Implications of Particle Contamination for Thin Film Growth

Particles can serve as nucleation sites for the growth of defects in metal and semiconductor thin films deposited by evaporation, sputtering, and Molecular Beam Epitaxy (MBE). For each of these deposition technologies, examples of particle-induced defects are given. Future work is outlined with an emphasis on MBE.
Arye Shapiro, Charles M. Falco

Implications of Particulate Contamination in E-Beam Lithography

Experiments were made to compare chromium spot and pinhole defects on finished photomasks written with Manufacturing Electron Beam Lithography Systems (MEBES®). The experiments were performed while adding particulate contamination naturally during blank manufacture, packaging, storage, and by the writing process. In addition, particulate contamination that was added purposely before or after exposure was compared to chromium spot and pinhole defects found on finished experimental plates.
Robert L. Dean

Particle Removal


Enhanced Removal of Sub-micron Particles from Surfaces by High Molecular Weight Fluorocarbon Surfactant Solutions

A novel patented method of removing unwanted sub-micron particles from solid surfaces is described, A key component of this approach is the use of solutions of high molecular weight fluorinated surfactants (M.W.> 2,000 Daltons) in an inert perfluorinated carrier liquid to effect particle removal.
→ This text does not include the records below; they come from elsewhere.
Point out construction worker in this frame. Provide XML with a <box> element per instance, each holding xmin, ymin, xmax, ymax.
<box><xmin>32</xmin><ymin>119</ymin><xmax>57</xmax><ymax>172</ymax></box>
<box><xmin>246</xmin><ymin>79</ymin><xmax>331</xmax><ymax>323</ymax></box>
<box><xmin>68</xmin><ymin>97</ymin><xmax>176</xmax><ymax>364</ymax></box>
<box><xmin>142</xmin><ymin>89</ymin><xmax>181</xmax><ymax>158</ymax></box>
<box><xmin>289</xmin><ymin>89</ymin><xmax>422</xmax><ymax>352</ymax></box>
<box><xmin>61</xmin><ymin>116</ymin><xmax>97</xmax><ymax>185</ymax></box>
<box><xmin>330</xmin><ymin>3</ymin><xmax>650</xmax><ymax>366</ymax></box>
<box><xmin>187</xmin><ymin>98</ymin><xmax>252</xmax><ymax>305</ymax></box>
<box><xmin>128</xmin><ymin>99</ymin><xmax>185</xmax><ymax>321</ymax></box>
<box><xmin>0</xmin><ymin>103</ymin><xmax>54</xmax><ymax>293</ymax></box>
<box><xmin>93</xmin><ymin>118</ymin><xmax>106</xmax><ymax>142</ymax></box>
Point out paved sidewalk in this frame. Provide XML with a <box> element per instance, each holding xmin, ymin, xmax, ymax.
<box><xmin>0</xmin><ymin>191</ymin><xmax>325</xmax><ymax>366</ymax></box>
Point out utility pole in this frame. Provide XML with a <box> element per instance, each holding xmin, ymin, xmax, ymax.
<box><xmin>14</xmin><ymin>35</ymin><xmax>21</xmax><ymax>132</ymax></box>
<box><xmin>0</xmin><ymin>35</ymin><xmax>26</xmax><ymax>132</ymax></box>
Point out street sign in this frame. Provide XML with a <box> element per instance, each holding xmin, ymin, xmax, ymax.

The unique characteristics of the high molecular weight surfactants used in these solutions are that they:
can result in the formation of a relatively thick solvated shell around the particles, which promotes the detachment of solid particles from a solid substrate, and
are reversibly adsorbed on teh solid surfaces being treated, and that adsorption is controlled by controlling their concentration in the liquid phase, and which can be made as low as desired.
Robert Kaiser

Comparison of Freon with Water Cleaning Processes for Disk-drive Parts

This paper documents the evaluation of three parts-cleaning processes for disk-drive parts: Freon TF/ultrasonics, water/ultrasonics, and water spray systems. Particulate, organic, and ionic contaminants, along with moisture residue, were measured and compared. The data showed that a water cleaning system was a feasible replacement for a Freon cleaning system for disk-drive parts.
Ming Ko

Ultrasonic and Hydrodynamic Techniques for Particle Removal from Silicon Wafers

Ultrasonic and hydrodynamic cleaning techniques were used to remove particulate contaminants from bare silicon wafers and wafers with surface oxide layers. The variation of cleaning efficiency with particle size, composition and cleaning solvent was quantified. In comparison to submicrometer polystyrene and glass particles, silicon dust was found to be a particularly difficult contaminant to clean. The RCA standard cleaning solution (SC-1), which is a blend of 5 H2O : 1 NH4OH: 1 H2O2, when used in the ultrasonic or hydrodynamic cleaner, was less effective than DI-water in removing silicon particles, especially at low cleaning energies. Both types of cleaning systems resulted in particle removal efficiencies above 80% for submicrometer particles, the ultrasonic technique being more sensitive to particle and wafer surface composition.
V. B. Menon, L. D. Michaels, R. P. Donovan, D. S. Ensor

New Sonic Cleaning Technology for Particle Removal from Semiconductor Surfaces

Several sonic cleaning technologies are currently used in the semiconductor industry. An overview of these technologies is presented, comparing their cleaning mechanisms, applications and suitability. Using an analogy to photography, we then discuss a “reciprocity principle” in megasonic cleaning and describe an experiment we performed to test this hypothesis. Equivalent cleaning was observed for the same average acoustic power, independent of peak intensity. In addition, cleaning was approximately dependent on total energy exposure. Implications for the design of megasonic cleaning equipment are discussed.